If we can let go of the guilt by becoming aware of the thoughts that cause our guilt, we may not need to rely so heavily on our body image to boost our self-worth.

Letting go of guilt is another way to weaken the tie between self-worth and body image.

How Can We Let Go of the Guilt?

By becoming aware.

Our minds like to repeat the same thoughts over and over again. With repetition, those thoughts will start to become part of our greater belief system.

That is how the guilt becomes automatic, which leads us to feel stuck.

Guilt is just an emotion, a vibration in your body.

But we know from the model that in order to feel guilt, a thought has to proceed the emotion.

My Recommendation:

When you start to feel guilt, do a thought inventory.

Write down all of your thoughts. Don't  judge them. Don't censor yourself. Just write.

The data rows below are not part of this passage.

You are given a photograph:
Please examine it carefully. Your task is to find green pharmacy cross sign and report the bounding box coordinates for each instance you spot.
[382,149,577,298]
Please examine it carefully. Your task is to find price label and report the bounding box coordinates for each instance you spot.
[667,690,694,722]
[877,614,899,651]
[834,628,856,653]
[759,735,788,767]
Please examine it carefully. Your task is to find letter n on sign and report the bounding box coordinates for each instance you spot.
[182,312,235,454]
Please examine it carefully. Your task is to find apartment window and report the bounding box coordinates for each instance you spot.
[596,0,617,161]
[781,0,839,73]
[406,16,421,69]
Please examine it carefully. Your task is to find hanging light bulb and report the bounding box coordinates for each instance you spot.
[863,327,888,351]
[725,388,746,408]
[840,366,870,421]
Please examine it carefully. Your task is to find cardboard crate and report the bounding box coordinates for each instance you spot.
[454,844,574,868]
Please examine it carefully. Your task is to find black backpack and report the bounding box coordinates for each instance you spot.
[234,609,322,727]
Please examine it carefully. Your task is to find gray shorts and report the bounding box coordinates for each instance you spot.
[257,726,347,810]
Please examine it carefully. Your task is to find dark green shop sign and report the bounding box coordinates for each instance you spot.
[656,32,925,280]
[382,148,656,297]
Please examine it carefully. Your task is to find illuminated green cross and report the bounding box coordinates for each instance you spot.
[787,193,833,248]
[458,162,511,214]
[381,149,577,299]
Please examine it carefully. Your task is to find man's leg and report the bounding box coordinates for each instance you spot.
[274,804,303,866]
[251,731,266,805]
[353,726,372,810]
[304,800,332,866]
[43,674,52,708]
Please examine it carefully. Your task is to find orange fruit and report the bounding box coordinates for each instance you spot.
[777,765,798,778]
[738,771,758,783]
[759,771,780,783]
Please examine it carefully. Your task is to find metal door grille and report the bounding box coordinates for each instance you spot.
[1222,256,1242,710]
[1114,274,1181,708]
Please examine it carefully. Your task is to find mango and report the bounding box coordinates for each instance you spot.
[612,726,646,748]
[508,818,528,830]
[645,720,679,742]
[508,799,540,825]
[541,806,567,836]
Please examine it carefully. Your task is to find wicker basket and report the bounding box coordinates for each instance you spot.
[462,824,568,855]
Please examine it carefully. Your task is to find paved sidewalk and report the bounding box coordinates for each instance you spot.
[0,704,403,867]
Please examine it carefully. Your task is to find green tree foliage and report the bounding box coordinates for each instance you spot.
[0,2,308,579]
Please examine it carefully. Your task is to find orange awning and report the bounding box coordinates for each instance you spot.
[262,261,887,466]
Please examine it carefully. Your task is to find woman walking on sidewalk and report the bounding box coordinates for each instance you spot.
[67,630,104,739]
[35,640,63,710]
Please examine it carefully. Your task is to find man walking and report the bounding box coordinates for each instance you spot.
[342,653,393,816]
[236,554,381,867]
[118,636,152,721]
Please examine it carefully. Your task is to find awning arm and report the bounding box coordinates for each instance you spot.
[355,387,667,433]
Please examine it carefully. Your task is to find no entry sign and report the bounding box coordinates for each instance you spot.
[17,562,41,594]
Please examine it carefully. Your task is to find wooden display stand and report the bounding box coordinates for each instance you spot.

Remember there is a thought somewhere that is causing you to feel guilt.

Once you are able to connect a thought with the guilt, run a model.

What do you do when you experience guilt? Do you overeat? Do you over exercise? What is the result of that action?

Writing out this model with help you see the direct relationship with your thoughts and your results.

Now you sit back and watch….

Next time, notice when guilt arises. What thought brings up the guilt?

Is it the same theme?

When I did this, I noticed I feel guilt when I think I didn't do enough.

This guilt is entrenched in my belief about my self-worth.

That is OK.

Just becoming aware of our thoughts is the first step to changing them.

Remember, we create our thoughts and therefore we can change them.

By changing our thoughts we will change our lives.

We are all just learning.

Life is a journey, so let's start with awareness.

Much love and grace,

Megan P^2

*This is where I have to indulge my researcher side, so please ignore this example if the cloud and boulder resonate with you more.